The Primary Purpose of Multidisciplinary Teams in Cancer Care
The main purpose of a multidisciplinary team (MDT) for a patient with cancer is patient treatment optimization (Answer D). 1, 2
Core Function: Treatment Optimization
MDTs are fundamentally designed to optimize treatment decisions and improve clinical outcomes by integrating expertise from multiple specialties, thereby enhancing diagnostic accuracy and delivering survival benefits. 2 The evidence consistently demonstrates that:
- Improved clinical outcomes are directly linked to MDT discussions for individual cancer patients when experts meet regularly to review cases. 1
- MDTs improve communication, coordination, and decision-making in the cancer care process between healthcare professionals and patients, but these functions serve the overarching goal of treatment optimization rather than being endpoints themselves. 1, 2
- Treatment plan formulation is the core function—bringing together healthcare professionals from different fields to determine the optimal therapeutic strategy for each patient. 3
Evidence of Clinical Impact on Outcomes
The guideline evidence demonstrates measurable improvements in mortality and morbidity:
- 5-year survival rates are higher in colorectal cancer patients managed by MDTs in the United Kingdom. 1, 2
- Positive circumferential resection margins drop from 26% to 1% when MRI findings are discussed by an MDT versus when they are not. 1, 2
- Local recurrence rates fall to 2.3% in patients with T3a/bN0 disease and 0% in selected other stages when MDT collaboration and standardized techniques are employed. 1, 2
- Diagnostic accuracy improves significantly, with MDTs correcting 20% of referral diagnoses and formulating correct diagnoses in 93.4% of cases. 4
Why the Other Options Are Incorrect
Compassion (Option A)
While compassion is a valuable attribute in cancer care, it is not the defining purpose of an MDT. 2 Compassionate care can be delivered by individual clinicians; the MDT structure exists specifically to optimize treatment decisions through multidisciplinary expertise. 1
Judgment-Free Discussions (Option B)
Judgment-free discussions facilitate the MDT process but are not its primary purpose. 2 The goal is to reach optimal treatment decisions, not simply to create a particular discussion environment.

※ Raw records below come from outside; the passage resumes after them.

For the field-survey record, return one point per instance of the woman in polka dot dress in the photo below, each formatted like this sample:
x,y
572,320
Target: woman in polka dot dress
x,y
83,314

The most important reasons for changing decisions within MDTs are comorbid disease, patient preferences, and availability of additional clinical information—all factors related to treatment optimization. 1
End-of-Life Care (Option C)
MDTs have an ongoing role throughout the entire cancer patient pathway—from initial diagnostic work-up, through decisions about resectability, to treatment strategies after surgery. 1, 2 End-of-life care represents only one facet of MDT responsibilities across all disease stages, not the primary purpose. 2
Operational Framework for Treatment Optimization
The MDT optimizes treatment through specific mechanisms:
- Initial assessment to define whether disease is resectable or unresectable and to consider management of the primary tumor. 1
- Reassessment of resectability within 2-3 months of starting therapy for patients initially deemed unresectable. 1
- Integration of additional clinical information that individual specialists may not possess, leading to treatment plan modifications in a substantial proportion of cases. 1
- Standardization of techniques and interpretation across disciplines, which has been shown to dramatically reduce recurrence rates. 1
Cost-Effectiveness of Treatment Optimization
Quality improvement through MDTs is highly cost-effective: the Norwegian Colorectal Cancer Project demonstrated costs of less than EUR 700 per saved life, compared to EUR 11,000 per saved life-year for adjuvant chemotherapy. 1 This underscores that the primary value of MDTs lies in optimizing treatment decisions to improve outcomes, not in providing emotional support or discussion forums.